A única forma de desfazer este nó, segundo os pesquisadores, seria a mobilização social para pressionar o Congresso.

Arcabouço fiscal é detalhe que não muda estrutura

Apesar dos ânimos em torno do projeto de lei do novo arcabouço fiscal, que será entregue nesta terça-feira (18) pelo Ministério da Fazenda ao Congresso, o economista Pierre Salama, professor emérito da Universidade Sorbonne Paris Nord, considera que o marco não provocará mudança fundamental na trajetória econômica e de investimento social no país. 

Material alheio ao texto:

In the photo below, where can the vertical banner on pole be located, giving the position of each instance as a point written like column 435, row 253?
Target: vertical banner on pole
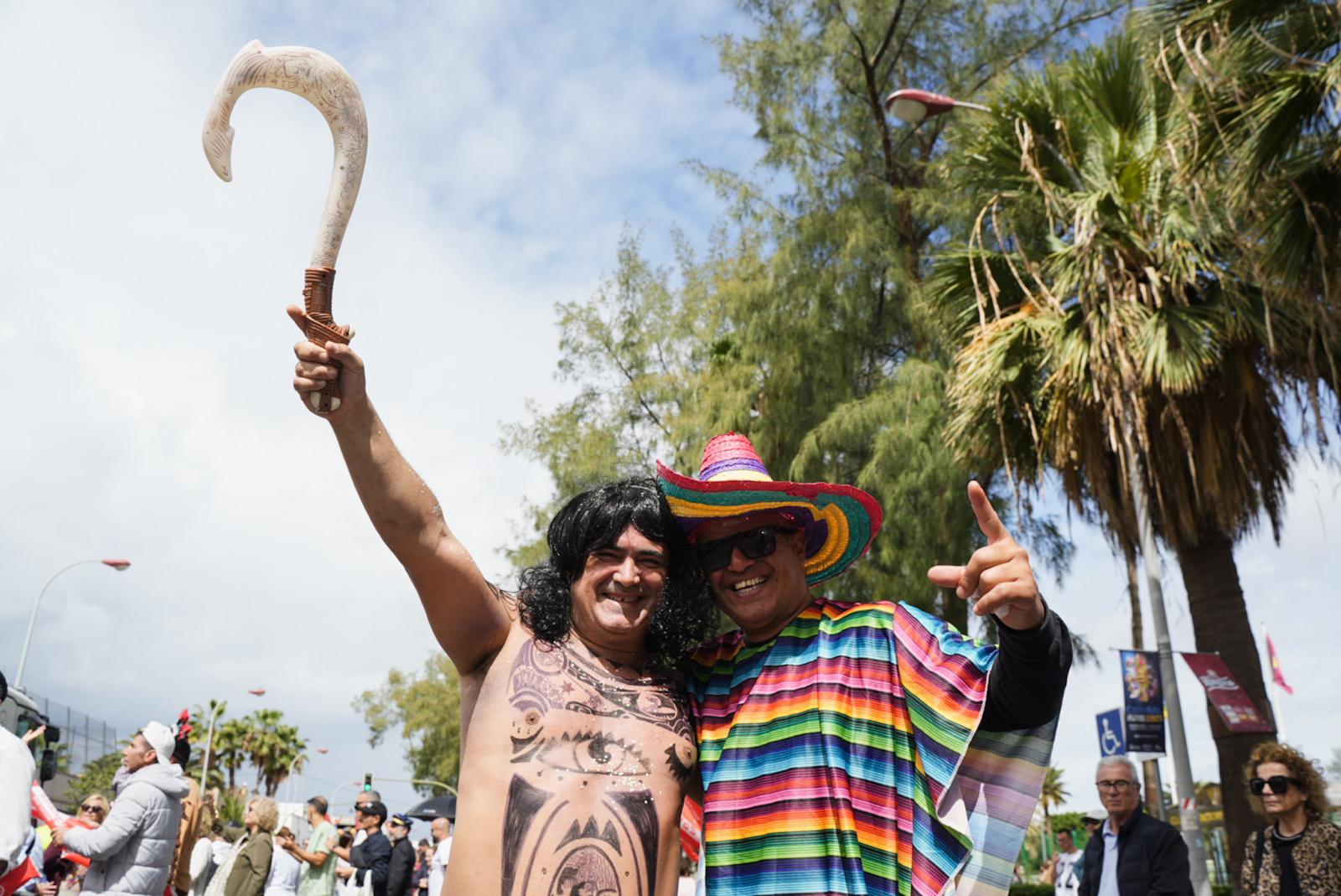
column 1230, row 701
column 1111, row 742
column 1143, row 697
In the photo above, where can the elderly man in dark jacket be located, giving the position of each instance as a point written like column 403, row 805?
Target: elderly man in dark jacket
column 1133, row 853
column 400, row 869
column 373, row 855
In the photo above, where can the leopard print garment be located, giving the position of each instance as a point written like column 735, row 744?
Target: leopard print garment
column 1318, row 857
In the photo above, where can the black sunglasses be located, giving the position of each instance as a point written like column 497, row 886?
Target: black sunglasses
column 1278, row 785
column 754, row 543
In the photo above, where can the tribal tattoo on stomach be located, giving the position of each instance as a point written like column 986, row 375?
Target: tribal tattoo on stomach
column 581, row 818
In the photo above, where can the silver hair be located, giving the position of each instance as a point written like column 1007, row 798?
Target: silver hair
column 1120, row 761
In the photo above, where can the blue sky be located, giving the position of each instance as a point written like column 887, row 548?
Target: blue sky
column 149, row 412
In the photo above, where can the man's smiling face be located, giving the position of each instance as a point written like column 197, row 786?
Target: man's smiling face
column 764, row 594
column 619, row 589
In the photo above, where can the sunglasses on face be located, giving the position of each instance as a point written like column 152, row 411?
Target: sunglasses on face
column 754, row 543
column 1278, row 785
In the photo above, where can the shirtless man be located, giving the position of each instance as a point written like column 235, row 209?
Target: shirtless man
column 577, row 748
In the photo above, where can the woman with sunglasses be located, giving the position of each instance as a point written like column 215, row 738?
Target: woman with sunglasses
column 1300, row 852
column 65, row 875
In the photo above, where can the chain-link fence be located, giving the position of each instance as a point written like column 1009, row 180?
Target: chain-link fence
column 82, row 737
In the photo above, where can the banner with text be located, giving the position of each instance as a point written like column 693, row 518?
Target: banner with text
column 1143, row 699
column 1224, row 691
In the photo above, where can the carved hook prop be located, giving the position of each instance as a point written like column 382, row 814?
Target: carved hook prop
column 325, row 84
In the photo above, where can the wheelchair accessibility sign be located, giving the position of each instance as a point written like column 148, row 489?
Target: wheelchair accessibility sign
column 1111, row 734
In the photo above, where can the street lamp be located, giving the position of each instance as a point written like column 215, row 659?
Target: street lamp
column 915, row 106
column 120, row 565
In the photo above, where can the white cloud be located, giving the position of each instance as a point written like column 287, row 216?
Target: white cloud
column 141, row 321
column 147, row 352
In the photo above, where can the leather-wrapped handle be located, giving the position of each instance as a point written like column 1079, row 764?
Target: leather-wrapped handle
column 321, row 328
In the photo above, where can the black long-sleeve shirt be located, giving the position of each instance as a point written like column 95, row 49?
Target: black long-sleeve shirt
column 372, row 857
column 1026, row 683
column 400, row 869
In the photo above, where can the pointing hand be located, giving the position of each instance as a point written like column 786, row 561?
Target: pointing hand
column 998, row 577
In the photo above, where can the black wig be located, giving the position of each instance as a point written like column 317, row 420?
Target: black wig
column 596, row 520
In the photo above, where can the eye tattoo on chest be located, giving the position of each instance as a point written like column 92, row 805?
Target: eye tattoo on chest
column 605, row 840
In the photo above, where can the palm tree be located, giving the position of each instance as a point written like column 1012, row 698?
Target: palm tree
column 1264, row 80
column 272, row 746
column 225, row 748
column 1053, row 795
column 1104, row 329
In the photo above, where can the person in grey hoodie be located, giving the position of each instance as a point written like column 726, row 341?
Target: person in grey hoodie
column 132, row 851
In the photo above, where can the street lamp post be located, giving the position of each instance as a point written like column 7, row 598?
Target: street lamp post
column 915, row 106
column 120, row 565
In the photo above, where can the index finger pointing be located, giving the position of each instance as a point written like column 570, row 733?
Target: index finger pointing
column 986, row 514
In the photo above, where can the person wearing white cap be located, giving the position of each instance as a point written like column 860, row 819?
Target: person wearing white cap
column 132, row 851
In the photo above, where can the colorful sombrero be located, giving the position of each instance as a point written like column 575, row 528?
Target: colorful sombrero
column 840, row 521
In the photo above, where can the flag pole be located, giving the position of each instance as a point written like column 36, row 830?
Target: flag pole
column 1276, row 686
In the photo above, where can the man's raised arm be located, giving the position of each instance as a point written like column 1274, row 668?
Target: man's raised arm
column 464, row 610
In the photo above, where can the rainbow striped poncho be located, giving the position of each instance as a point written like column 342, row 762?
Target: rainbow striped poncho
column 844, row 757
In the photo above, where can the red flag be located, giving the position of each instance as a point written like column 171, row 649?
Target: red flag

Para ele, as mudanças reduzem algumas restrições para o gasto social, mas o que seria necessário é uma reforma que mexa nas receitas do governo para que, assim, possa realmente mudar o investimento em políticas públicas, afirma.

"A entrada de receita é a chave do problema, e por isso uma verdadeira reforma tributária seria necessária. Não só ampliar os impostos sobre renda e capital, mas não se tem nem essa discussão. A taxação de produtos primários exportados, como está sendo discutido na Argentina, não existe no Brasil. Esse debate poderia realmente melhorar os investimentos em saúde, educação, e nas políticas sociais", considera.

A demora do governo em apresentar propostas sobre a reforma tributária, segundo o pesquisador, mostra o cenário difícil do governo e reduz as possibilidades de aprovação.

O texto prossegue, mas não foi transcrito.